Auch an kritischen Tönen lassen es die Autoren nicht fehlen. Mit Zitaten aus dem Buch "Die Krankheitserfinder" demonstrieren sie, wie durch Pseudostudien und Kampagnen von Pharma-Lobbyisten gesunden Menschen eingeredet wird, sie seien krank. Etwas mehr Skepsis ist also angebracht, wenn von Krankheit die Rede ist. Die Untersuchung des Zukunftsinstituts orientiert sich daher an den folgenden Grundfragen: 1. Wie entwickeln sich zukünftig die kollektiven Vorstellungen von Gesundheit und Krankheit? Welche Konsequenzen hat dies für den Gesundheitsmarkt von morgen?

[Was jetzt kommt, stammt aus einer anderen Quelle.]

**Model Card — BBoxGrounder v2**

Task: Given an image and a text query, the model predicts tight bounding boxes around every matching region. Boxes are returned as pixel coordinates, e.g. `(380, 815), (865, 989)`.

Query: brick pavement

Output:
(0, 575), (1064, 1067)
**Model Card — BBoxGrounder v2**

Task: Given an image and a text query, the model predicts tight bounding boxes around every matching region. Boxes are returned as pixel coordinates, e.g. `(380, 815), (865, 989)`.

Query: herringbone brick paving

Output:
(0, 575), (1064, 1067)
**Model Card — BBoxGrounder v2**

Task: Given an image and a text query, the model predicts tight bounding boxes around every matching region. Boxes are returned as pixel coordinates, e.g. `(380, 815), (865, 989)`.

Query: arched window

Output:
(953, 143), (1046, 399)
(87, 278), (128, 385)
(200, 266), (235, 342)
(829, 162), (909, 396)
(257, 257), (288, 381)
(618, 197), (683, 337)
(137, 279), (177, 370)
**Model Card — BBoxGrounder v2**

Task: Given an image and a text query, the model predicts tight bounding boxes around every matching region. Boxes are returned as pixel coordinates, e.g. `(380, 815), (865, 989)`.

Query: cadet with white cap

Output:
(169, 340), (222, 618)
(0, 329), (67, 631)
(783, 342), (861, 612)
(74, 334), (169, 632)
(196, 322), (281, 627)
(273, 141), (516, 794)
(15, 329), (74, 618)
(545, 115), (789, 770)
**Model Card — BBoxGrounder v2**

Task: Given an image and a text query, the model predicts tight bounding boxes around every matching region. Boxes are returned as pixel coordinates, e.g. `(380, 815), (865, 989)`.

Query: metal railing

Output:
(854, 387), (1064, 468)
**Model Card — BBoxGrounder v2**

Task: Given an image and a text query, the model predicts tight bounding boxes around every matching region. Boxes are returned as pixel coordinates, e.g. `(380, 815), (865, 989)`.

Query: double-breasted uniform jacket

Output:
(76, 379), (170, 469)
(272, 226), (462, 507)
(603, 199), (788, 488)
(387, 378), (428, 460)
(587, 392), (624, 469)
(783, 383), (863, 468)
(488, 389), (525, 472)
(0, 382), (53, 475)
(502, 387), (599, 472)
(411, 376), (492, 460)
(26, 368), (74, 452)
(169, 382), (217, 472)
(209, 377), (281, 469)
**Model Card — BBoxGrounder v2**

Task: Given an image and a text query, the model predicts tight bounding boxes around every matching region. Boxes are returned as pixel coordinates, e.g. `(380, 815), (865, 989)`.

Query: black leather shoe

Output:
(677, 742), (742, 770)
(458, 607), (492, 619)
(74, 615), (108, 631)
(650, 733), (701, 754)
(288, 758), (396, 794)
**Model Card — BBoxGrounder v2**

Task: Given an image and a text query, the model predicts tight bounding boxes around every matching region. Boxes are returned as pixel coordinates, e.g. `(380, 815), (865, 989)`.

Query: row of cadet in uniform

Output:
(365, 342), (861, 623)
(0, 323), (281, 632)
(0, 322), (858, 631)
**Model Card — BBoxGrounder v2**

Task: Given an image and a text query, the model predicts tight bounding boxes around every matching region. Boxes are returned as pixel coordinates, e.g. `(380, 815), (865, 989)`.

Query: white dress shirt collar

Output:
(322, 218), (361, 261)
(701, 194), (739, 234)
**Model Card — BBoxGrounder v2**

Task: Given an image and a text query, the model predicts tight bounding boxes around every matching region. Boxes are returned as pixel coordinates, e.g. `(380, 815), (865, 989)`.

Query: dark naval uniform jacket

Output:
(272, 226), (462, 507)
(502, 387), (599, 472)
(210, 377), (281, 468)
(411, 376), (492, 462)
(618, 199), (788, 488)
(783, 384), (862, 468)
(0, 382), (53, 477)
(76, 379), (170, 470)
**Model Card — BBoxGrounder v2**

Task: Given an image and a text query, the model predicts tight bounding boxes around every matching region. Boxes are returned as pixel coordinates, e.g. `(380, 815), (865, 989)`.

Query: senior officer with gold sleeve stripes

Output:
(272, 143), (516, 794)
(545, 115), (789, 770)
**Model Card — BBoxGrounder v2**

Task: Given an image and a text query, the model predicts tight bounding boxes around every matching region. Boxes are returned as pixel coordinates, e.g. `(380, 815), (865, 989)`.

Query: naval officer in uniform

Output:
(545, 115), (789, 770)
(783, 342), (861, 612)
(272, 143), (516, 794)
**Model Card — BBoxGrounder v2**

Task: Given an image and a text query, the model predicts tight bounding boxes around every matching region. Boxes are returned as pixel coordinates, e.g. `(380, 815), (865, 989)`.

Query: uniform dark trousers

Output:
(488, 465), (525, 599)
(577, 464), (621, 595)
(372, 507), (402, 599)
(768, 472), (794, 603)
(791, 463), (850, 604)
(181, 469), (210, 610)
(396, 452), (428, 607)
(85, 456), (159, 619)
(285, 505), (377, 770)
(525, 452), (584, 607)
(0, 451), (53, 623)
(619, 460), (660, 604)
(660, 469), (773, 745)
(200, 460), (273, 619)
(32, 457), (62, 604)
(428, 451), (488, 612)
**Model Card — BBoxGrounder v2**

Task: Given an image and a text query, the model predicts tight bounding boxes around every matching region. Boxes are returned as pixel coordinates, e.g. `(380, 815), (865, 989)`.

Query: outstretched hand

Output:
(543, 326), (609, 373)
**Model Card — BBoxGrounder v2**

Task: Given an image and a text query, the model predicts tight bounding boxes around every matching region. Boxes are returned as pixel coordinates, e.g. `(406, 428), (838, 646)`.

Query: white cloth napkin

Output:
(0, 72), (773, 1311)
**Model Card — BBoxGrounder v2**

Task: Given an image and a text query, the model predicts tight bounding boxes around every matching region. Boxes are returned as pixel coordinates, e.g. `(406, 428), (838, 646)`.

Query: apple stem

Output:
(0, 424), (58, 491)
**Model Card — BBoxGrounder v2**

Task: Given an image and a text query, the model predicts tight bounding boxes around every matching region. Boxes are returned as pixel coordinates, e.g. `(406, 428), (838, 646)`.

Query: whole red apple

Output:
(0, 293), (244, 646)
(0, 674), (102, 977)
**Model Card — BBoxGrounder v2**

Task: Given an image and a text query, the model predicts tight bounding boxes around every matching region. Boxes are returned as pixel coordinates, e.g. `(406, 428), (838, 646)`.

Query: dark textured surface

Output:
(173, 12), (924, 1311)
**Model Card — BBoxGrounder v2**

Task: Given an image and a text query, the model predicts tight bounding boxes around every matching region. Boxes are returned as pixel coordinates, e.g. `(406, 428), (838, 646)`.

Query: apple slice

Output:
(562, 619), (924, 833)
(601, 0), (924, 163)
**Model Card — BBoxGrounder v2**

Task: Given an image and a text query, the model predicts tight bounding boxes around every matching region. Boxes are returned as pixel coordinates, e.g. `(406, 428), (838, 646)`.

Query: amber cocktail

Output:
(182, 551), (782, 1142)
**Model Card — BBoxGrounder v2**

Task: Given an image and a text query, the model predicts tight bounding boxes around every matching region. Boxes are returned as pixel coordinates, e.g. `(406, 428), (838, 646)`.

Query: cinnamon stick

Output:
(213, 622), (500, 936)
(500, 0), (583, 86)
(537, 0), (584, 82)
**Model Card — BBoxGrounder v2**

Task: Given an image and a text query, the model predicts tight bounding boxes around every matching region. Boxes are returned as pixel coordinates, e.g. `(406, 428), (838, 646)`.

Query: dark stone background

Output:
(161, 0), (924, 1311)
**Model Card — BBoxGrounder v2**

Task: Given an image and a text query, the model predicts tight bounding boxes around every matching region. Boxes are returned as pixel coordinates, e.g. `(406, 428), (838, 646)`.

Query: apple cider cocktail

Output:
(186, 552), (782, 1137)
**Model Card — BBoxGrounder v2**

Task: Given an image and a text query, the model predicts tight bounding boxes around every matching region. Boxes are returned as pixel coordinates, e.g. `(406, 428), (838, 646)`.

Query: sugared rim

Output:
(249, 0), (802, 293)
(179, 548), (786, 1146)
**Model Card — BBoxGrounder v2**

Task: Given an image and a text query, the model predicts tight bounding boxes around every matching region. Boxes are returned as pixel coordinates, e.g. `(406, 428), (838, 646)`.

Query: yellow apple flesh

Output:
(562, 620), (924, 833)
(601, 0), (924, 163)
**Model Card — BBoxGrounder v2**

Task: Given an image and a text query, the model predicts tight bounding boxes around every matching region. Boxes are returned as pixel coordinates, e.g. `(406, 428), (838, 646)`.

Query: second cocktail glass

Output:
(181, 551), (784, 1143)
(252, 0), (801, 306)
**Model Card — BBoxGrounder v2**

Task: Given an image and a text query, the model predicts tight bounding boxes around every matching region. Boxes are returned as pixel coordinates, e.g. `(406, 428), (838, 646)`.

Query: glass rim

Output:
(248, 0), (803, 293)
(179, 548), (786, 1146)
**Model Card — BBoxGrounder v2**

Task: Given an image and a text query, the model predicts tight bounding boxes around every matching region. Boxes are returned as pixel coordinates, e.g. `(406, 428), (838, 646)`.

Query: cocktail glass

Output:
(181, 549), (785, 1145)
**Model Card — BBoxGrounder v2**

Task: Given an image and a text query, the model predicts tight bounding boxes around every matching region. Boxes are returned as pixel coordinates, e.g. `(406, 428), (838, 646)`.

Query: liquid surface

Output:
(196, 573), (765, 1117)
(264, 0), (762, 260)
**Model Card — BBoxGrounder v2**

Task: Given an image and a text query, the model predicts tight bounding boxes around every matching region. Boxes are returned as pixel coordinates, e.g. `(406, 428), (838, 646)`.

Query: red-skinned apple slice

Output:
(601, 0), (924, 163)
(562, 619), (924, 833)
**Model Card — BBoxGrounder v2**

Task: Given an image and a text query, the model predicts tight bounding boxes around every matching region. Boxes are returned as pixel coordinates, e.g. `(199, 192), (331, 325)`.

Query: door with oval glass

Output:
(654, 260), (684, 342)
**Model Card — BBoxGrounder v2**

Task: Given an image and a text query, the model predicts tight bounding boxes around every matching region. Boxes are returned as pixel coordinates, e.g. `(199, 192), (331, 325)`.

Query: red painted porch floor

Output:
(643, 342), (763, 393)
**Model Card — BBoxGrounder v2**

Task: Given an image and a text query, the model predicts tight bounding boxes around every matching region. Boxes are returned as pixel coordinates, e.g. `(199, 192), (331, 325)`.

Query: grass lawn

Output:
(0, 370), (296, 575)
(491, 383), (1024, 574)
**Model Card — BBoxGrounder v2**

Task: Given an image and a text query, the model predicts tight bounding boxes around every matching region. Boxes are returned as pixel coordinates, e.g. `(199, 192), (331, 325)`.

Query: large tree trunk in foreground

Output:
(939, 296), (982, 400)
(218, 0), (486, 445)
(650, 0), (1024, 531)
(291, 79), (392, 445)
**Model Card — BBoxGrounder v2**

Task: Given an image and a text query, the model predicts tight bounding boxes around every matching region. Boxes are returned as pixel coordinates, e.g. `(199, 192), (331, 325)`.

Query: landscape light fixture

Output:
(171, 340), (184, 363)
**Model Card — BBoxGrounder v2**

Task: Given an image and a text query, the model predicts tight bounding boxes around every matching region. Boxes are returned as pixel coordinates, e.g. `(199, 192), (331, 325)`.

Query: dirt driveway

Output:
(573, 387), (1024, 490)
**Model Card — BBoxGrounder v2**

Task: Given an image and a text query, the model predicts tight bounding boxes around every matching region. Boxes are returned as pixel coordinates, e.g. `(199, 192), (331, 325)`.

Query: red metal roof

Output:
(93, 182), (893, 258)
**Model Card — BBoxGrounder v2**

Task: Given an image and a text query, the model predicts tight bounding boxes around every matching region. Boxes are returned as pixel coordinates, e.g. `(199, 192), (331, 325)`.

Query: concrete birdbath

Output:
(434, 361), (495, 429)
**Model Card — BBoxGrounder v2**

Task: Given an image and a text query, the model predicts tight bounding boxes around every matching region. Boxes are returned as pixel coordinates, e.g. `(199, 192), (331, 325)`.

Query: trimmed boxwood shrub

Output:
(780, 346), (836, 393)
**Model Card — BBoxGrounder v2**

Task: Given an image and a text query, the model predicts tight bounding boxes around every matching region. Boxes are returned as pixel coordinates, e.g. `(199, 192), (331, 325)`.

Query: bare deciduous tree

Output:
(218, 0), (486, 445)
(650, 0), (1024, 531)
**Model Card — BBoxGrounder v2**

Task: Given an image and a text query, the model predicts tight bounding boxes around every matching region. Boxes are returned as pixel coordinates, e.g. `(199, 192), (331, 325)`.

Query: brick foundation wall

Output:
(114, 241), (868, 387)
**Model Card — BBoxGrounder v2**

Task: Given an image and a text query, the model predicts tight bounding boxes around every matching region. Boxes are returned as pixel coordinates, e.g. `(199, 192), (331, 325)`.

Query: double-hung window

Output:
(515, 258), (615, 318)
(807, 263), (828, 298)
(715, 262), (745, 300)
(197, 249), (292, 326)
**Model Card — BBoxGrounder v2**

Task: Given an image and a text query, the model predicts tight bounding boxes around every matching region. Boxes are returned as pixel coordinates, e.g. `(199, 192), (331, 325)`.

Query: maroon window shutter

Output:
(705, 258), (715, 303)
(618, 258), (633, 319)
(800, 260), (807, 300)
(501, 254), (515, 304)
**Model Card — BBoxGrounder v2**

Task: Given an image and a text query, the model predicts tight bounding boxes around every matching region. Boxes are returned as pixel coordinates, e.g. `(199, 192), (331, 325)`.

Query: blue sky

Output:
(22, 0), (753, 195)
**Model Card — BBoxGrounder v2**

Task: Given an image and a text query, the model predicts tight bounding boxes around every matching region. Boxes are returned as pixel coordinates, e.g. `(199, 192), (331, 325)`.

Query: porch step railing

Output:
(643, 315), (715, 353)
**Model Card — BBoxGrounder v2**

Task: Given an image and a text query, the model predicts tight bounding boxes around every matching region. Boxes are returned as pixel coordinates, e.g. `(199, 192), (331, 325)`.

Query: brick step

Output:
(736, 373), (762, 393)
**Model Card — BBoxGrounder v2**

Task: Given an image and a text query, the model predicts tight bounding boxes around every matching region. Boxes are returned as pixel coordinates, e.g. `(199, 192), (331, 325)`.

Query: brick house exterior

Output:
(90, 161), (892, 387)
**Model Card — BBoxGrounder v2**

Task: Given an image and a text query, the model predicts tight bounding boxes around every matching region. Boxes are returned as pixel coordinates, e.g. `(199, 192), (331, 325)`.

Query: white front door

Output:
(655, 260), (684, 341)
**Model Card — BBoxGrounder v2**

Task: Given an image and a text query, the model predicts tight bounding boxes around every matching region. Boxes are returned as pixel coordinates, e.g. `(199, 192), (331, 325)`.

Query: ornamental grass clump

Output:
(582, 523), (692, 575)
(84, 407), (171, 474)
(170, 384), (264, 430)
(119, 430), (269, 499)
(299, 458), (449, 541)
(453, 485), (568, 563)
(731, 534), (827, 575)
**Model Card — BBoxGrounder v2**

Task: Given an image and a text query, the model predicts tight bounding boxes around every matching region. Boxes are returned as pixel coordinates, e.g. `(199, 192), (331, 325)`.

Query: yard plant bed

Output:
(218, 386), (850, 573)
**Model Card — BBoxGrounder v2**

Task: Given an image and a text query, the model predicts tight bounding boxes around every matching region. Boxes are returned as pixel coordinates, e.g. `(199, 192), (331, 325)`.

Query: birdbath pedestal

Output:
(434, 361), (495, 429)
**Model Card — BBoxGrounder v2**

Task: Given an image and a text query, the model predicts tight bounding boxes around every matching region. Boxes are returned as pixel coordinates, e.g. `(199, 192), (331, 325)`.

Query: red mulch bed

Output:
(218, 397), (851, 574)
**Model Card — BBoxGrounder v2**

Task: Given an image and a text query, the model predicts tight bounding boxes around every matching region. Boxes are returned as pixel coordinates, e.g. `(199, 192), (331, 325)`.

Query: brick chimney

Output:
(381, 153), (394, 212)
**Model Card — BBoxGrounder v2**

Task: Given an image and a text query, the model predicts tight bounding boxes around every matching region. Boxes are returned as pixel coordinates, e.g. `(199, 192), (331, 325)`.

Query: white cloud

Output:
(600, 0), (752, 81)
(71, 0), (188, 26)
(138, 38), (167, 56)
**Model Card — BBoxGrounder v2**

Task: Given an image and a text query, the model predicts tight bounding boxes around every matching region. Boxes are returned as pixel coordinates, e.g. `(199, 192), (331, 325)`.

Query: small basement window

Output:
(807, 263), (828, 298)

Mit Kapitelüberschriften wie Food, Neuro-Enhancement, Future hospitals, Komplementärmedizin, Psyche werden die sich abzeichnenden Trends der Medizin dargestellt..
Der souveräne Patient
Ausgehend von Verbraucherumfragen und gesundheitsbezogenen Marketing- Strategien gibt die Studie eine kleinen Einblick in die Psyche des künftigen Health-Konsumenten. Gesundheit entwickelt sich demnach zu einem identitätsstiftenden Faktor. Matthias Horx hat dazu den Begriff "Selfness geprägt, der für die Nachfrage nach Wohlbefinden und innerer Balance steht. Der Gesundheitsbegriff geht zukünftig über die symptom-orientierte Krankheitsbekämpfung hinaus. Gesundheit und Genesung bedeuten nicht nur die Abwesenheit von Krankheit, sondern die bewusste (Wieder-) Erlangung der Steuerungsgewalt über Körper, Geist und Seele.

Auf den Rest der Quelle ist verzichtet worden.